Baba always slept with one eye open. Not literally of course but he was always attuned to the congruency of the activity within his domain. He called it scanning the A-Field, and had woken at dawn feeling the definite thin end of a potential wedge encroaching upon the periphery of his A-Field. He sat up in bed: Rise and fucking shine.
He felt a quadricep in Jada’s thigh twitching as he brushed against her still sleeping body. Over-training again, he thought. She was now one of the top Grid Girls on the network having graduated through low grade shows like Mojo Hoes and Cage Cluster; her career going ballistic since moving up from the 115lb to the 135lb weight division. And just last year Baba’s production company had scooped the prime fight slots that carried global syndication. In his office at Hammerfall Productions he had a steady stream of strike-girls desperate to join his roster.
He walked naked from the bedroom into the living area, careful to avoid the splinter of glass from the night before, and stood in the centre of the vast apartment scratching his arse vigorously. He crossed to the window and looking down could see a clear channel etched into the grey shroud below. It arced towards the jetty below the church. Frowning, he reached for his field glasses and stood in the bowl of the atrium, his eyes trying to decipher the emerging patterns. Behind Baba’s left shoulder the sun was rising; soon it would burn off the morning mist.
The tiny boat moved through the dawn mist. Buster was at the front his paws braced against the prow. Agim was in the centre rowing. Lorna was at the stern; there was no rudder but she was whispering the directions required to ease them beneath the overhang of a large willow that canopied the jetty. Everything was still along the Mortlake riverfront and now she could see stone steps across the towpath and beyond the high walls of Tinderbox Alley leading inland.
The previous night Vale had advised against this enterprise but they came anyway. He had told them about the old jetty on the bend in the river; the place where Queen Elizabeth the First had come to seek advice from John Dee, the magus of the north, who communed with spirits, lived outside time, and released an illuminated melange of science and magic into the psyche of Elizabethan England. Vale had also told them about the arch in the churchyard and explained that it would be their route back, with the rescued Joel, if they were successful.

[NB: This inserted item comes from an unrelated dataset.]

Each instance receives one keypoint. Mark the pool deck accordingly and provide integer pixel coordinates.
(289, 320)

Lorna, Agim and Buster had at midnight then driven to Joel’s boat, by Hammersmith Bridge, their intention being to rest up for the night, then just before dawn to row up the river to Mortlake in Joel’s skiff. Here, according to Vale, the barrier between the two worlds was weak enough to allow them to cross over and begin searching, with Buster’s help, for Joel.
Alembic Valise had in fact held a surprise. Sophie was there, remembering nothing apart from getting off a train at Waterloo Station and then taking a cab to Joel’s boat; tired but seemingly none the worse for wear, arriving only minutes before them. She had insisted that she did not want to go back to the Gate and the inevitable police questioning; tomorrow she would face all that, she said, but for now she just wanted to sleep.
Buster was ashore first and stood on the jetty sniffing the air as Lorna and Agim secured the boat. Only he saw the flash of reflected light from the glass tower, it’s upper stories floating above the mist. He growled quietly to himself.
The three of them moved slowly along the alley, taking care on the uneven slippery cobbles. There was no vestige of odour from Joel’s trail for Buster to follow, but he
could
smell the glorious golden peppery pong of Esme the pig; sweet tendrils of excitement that drifted down to the foreshore and insinuated themselves into Buster’s damp leathery nose. He took the lead and speeded up; he just could not help himself.